In Marbella, efforts are being made to get back to normal as soon as possible. The most affected beaches were those in the town centre, La Venus and La Fontanilla, where the sand which was replaced before Easter has disappeared completely.
The high waves have left huge depressions and ridges on the beaches, and the equipment which was used to repair them a few months ago will now have to be brought back. One of the immediate tasks will be to remove a large quantity of stones from La Bajadilla beach.
The council has decided to take this opportunity to kill two birds with one stone, and dredge the entrance to the town’s port to obtain extra sand for nearby La Fontanilla beach and also enable larger boats to enter the harbour. It is hoped that 12,000 cubic metres of sand can be obtained in this way, and the dredging work is already being carried out.
Experts have recommended that, instead of transferring the sand directly onto the beach, as has been done in the past when the ports of Cabopino and Puerto Banús were dredged, it should be laid two metres offshore to create a barrier. The sand will then be washed onto the beach naturally and will withstand the effect of erosion for longer.

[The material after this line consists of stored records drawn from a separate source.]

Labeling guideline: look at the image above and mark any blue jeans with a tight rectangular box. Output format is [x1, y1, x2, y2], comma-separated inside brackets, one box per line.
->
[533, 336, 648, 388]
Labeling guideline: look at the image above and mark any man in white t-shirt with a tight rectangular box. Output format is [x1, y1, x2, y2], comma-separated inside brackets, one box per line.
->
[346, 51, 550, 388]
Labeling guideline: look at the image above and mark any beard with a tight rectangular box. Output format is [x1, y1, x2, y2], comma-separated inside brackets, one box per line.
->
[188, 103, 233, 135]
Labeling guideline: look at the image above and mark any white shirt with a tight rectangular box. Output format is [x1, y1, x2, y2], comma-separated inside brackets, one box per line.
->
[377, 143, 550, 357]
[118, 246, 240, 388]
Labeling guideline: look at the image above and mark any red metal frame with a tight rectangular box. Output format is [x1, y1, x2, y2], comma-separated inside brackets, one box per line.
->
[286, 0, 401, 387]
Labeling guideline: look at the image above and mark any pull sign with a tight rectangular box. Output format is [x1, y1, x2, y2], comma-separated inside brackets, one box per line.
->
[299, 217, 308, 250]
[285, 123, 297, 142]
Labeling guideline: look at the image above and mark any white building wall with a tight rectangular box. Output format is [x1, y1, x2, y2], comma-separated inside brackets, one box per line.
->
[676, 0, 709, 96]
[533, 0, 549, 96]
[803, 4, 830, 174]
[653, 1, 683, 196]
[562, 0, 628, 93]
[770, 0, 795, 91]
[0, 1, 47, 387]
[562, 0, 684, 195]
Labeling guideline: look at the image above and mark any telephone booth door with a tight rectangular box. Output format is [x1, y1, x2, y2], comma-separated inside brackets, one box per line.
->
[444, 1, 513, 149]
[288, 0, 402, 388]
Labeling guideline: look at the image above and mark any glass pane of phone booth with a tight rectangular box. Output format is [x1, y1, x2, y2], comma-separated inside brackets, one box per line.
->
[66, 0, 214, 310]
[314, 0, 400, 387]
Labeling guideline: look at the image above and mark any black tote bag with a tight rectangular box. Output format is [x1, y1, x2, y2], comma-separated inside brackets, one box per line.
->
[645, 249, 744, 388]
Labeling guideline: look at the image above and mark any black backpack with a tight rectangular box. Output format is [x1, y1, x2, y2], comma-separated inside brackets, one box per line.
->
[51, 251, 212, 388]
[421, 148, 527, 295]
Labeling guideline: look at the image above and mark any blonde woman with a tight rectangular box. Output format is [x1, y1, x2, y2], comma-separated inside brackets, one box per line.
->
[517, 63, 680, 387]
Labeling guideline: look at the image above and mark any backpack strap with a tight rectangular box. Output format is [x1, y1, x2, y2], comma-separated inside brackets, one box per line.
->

This is the first time in six years that the port entrance has been dredged, and the accumulation of sand has been causing problems for users because only one entrance and exit channel remained open. It also meant that larger yachts could not access the port at all. These works are expected to cost Marbella council about 60,000 euros.
Hotels and other tourism-related businesses are anxious for the beaches to be in top condition before the main tourist season begins, but the government’s representative in Andalucía, Antonio Sanz, has reassured them that everything will be ready on time and that the most important works are already being carried out.